A recent post by Mitesh Patel on X has ignited a discussion on the pros and cons of these two approaches, shedding light on the impact of fees on long-term returns.
Patel's analysis compared self-custody, a Bitcoin ETF with a 1% fee, and an Individual Financial Advisor (IFA)-managed account using a Bitcoin ETF with the same fee over 30 and 40 years.
This discussion has prompted us to explore an interesting alternative to traditional Bitcoin ETFs: MicroStrategy (MSTR).
Comparing Bitcoin Holding Methods
Patel's spreadsheet analysis revealed some key insights into how fees can impact long-term Bitcoin holdings:
- Year 0: Starting with 1 Bitcoin (BTC) in all three situations.
- Year 30: Self-custody keeps 100% of the original Bitcoin, the ETF holds onto 73.97%, and the IFA-managed account retains 54.55%.
- Year 40: Self-custody still has 100% of the original Bitcoin, while the ETF holds onto 66.90%, and the IFA-managed account keeps 44.57%.
The data sparked discussions within the Bitcoin community, with most participants favoring self-custody for its potential for higher returns and reduced reliance on third parties.

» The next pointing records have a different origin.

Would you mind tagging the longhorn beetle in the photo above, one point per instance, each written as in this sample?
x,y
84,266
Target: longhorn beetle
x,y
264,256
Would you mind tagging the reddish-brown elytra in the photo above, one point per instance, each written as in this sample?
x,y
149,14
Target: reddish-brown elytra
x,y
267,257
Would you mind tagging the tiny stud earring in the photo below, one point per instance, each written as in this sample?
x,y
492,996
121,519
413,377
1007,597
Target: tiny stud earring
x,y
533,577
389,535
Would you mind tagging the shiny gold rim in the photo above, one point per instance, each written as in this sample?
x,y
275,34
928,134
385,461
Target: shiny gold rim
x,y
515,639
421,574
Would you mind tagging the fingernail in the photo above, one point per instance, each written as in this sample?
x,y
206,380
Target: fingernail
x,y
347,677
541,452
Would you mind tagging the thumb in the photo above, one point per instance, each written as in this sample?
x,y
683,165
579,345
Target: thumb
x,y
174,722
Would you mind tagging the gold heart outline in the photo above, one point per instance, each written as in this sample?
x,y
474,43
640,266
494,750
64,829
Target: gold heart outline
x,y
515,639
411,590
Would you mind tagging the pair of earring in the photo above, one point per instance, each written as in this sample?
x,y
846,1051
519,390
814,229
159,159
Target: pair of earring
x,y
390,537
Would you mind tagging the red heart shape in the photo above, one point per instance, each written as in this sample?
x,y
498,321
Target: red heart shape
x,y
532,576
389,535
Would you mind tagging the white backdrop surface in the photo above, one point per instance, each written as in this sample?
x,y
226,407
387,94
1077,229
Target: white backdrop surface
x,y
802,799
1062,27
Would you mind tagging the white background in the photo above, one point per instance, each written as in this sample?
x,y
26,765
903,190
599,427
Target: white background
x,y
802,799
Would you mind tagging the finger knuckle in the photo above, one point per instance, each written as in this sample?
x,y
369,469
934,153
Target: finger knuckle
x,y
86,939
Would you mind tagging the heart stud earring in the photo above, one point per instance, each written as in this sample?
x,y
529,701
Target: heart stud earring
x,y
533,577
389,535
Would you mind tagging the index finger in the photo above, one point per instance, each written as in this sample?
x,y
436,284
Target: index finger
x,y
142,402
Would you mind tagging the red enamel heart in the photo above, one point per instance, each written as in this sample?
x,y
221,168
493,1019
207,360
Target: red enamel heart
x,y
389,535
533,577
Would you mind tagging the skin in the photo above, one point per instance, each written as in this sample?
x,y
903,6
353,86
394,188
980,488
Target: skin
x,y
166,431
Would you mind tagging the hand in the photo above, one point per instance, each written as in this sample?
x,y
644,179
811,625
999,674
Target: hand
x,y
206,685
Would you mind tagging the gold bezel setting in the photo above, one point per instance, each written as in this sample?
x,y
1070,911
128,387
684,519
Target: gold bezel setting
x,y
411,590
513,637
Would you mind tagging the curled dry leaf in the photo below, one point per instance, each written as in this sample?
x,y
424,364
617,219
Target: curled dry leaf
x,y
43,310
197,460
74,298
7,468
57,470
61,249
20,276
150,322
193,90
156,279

However, there are other factors to consider when evaluating your Bitcoin investment strategy.
MicroStrategy's Unique Approach
MicroStrategy's Bitcoin journey began in August 2020 and now holds over 158,400 Bitcoin as of November 2023.
Unlike ETFs with expense ratios that eat into investors' returns (e.g., the Grayscale Bitcoin Trust with a 2% expense ratio), MicroStrategy shareholders have enjoyed the benefits of no fees on their Bitcoin holdings.
Results Speak Volumes
Over the past year, while the S&P 500 returned 14%, MicroStrategy's Bitcoin holdings delivered a return of 189%.
MicroStrategy's CEO, Michael Saylor, stated that their approach is superior to that of ETFs, emphasizing the absence of fees on Bitcoin holdings, resulting in significantly higher returns for shareholders.
MicroStrategy's Future Prospects
MicroStrategy's unique approach allows it to potentially drive even more value for shareholders:
- Increased Demand for Bitcoin: When MicroStrategy issues stock or securities to buy more Bitcoin, it boosts demand for the asset, potentially driving up its price.
- Higher Bitcoin Holdings: By continually increasing its Bitcoin holdings, MicroStrategy can enhance its exposure to Bitcoin, benefiting from any price appreciation.
- Increased Awareness: MicroStrategy's Bitcoin investments have raised awareness of Bitcoin among investors, potentially attracting more buyers and further increasing its value.
Risks to Consider
However, there are risks associated with MicroStrategy's strategy:
- Dilution: Issuing stock or securities may dilute existing shareholders' ownership, reducing their percentage of ownership in the company.
- Increased Debt: Financing Bitcoin purchases with debt could raise the company's financial risk.
- Volatile Bitcoin Price: Currently, Bitcoin's price volatility may still be too high for many investors.
MicroStrategy's unique approach to Bitcoin, offering no fees on its Bitcoin holdings, presents an alternative to traditional Bitcoin ETFs.
While self-custody remains a favored option for those seeking full control over their Bitcoin, MicroStrategy's strategy has demonstrated impressive returns and potential for further growth.
As the debate between holding Bitcoin directly and using ETFs rages on, MicroStrategy's success serves as a compelling example of a company bridging the traditional financial market with the world of Bitcoin.
In the absence of a Bitcoin ETF, MSTR may indeed be the ETF that many investors have been seeking all along.